The daughters, like her husband, will be forced to design their daily schedules to ensure that they create time to see her on a regular basis. Mrs. C’s husband is old and is not in a position to take care of the house and the sick wife at the same time.
This is why his daughters have to help him take care of their mother. After a few years, Mrs. C will not be able to wash her clothes or prepare food for her husband and herself. Their daughters will be responsible for these basic duties. They will also have to spend a lot of time with the patient to reduce the rate at which her condition is expected to advance.
Mrs. C’s condition is not likely to affect the relationship between her and her relatives if they are sensible toward her. The relatives may choose to keep the patient at home or take her to a nursing home.
If they decide to keep her at home, then they will need to set up a number of security measures such as: using secure locks on all the windows and doors, installing carbon monoxide detectors, use of smoke alarms, and ensuring no drugs, weapons, plastic bags or equipment are within her reach (Green, 2005). However, the best safety measure in the case of Mrs. C is to take her to a nursing home for the elderly. If her husband refuses, he should be convinced that it is best option for his safety.

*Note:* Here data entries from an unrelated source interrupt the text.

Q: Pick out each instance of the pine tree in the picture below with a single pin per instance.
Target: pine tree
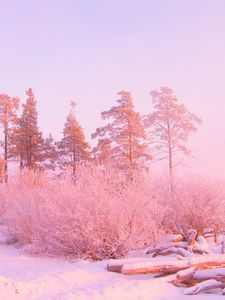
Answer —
(170, 123)
(73, 149)
(8, 118)
(103, 152)
(124, 135)
(27, 138)
(48, 153)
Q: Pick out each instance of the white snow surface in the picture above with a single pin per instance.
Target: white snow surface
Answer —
(41, 278)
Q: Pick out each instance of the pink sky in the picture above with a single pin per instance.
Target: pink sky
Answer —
(87, 51)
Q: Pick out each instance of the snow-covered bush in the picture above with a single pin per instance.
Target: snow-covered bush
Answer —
(199, 203)
(101, 216)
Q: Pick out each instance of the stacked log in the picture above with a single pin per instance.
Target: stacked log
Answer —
(195, 267)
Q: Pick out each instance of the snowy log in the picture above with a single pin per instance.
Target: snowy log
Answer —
(204, 286)
(173, 250)
(191, 276)
(152, 250)
(172, 266)
(223, 246)
(191, 238)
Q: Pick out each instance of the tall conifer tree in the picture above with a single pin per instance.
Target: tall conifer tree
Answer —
(27, 138)
(123, 137)
(73, 149)
(8, 118)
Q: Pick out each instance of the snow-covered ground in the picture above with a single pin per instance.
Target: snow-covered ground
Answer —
(27, 277)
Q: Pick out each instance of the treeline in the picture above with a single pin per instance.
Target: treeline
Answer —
(127, 140)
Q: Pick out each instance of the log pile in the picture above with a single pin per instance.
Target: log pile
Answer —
(194, 267)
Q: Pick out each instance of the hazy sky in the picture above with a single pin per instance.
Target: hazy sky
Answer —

If Mrs. C was my grandmother, then her sickness would affect my family as well. It would force my family to set a lot of time aside to attend to her. We would ensure that she does not become extremely affected by her condition. I would make sure that she gets the basic services that she requires, which may include: special food that is prescribed by a physician and improved personal hygiene. I would also ensure that we install safety measures for the sake of her security and that of other family members.
Green, R. C. (2005). Diagnosis and management of Alzheimer’s disease and other dementias. New York, NY: Professional Communications.